Other key findings from the 2021 study included:

• Pre-approval becomes lynchpin to auto financing journey: Nearly half (45%) of all auto finance customers do some type of research on financing options prior to purchasing a new vehicle. The proportion jumps to 62% among members of Generation Z. Ultimately, 60% of customers who shop online for auto financing options end up applying for a pre-approval.

J.D. Power defines generational groups as pre-boomers (born before 1946); boomers (1946-1964); Gen X (1965-1976); and Gen Y (1977-1994); and Gen Z (1995-2004). Xennials (1978-1981) and millennials (1982-1994) are subsets of Gen Y.

• Auto financing research begins a month before a purchase: Among most auto loan customers who research financing options prior to a purchase, the research process begins more than 30 days prior to purchasing or leasing a vehicle. Effective use of both applied for and unsolicited pre-approvals can lead to a greater customer recapture rate and conquest opportunities, according to J.D. Power.

• The memory remains: Current and past experiences with auto finance companies matter now more than ever as many customers begin the shopping process because of marketing information or incentives they’ve received from their existing lender or auto manufacturer.

• Personalization is next frontier: Customers have different preferences for how they want to manage their accounts and be contacted by finance companies.

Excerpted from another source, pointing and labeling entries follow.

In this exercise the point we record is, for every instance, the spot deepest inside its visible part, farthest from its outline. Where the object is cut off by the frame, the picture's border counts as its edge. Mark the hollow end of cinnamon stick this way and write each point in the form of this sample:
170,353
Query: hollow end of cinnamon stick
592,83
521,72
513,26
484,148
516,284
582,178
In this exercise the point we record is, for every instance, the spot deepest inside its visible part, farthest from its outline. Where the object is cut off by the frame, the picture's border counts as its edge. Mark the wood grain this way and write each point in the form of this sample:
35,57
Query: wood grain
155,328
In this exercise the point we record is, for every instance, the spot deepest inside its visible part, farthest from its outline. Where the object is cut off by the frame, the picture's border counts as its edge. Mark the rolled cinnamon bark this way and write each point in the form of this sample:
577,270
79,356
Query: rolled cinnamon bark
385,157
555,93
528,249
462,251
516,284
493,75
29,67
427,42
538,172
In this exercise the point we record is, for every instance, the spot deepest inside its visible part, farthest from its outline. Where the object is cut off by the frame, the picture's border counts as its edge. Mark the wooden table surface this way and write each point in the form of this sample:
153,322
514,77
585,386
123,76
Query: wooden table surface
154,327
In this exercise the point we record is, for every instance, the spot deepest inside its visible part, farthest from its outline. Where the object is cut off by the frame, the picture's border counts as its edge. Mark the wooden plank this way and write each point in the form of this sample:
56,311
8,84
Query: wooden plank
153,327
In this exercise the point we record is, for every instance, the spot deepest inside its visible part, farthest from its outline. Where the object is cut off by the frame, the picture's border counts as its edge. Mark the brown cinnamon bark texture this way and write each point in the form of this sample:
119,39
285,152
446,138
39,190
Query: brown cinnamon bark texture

As this interaction continues to shift to digital channels, J.D. Power said finance companies will need to tailor their outreach to the needs of individual customers.

In terms of study rankings, J.D. Power said BMW Financial Services came in highest in customer satisfaction among luxury brands with a score of 874. Chase Automotive Finance (871) ranks second and Ally Financial (865) ranks third.

Ford Credit ranked highest among mass market brands, with a score of 867. Capital One Auto Finance (863) came in second and Honda Financial Services (860) took third.

The U.S. Consumer Financing Satisfaction Study measures overall customer satisfaction in five factors:

— Billing and payment process

— Mobile app experience

— Onboarding process

— Origination process

— Website experience.

The study was fielded in July and August and is based on responses from 10,462 customers who financed a new or used vehicle through a retail installment sales contract or lease within the past three years.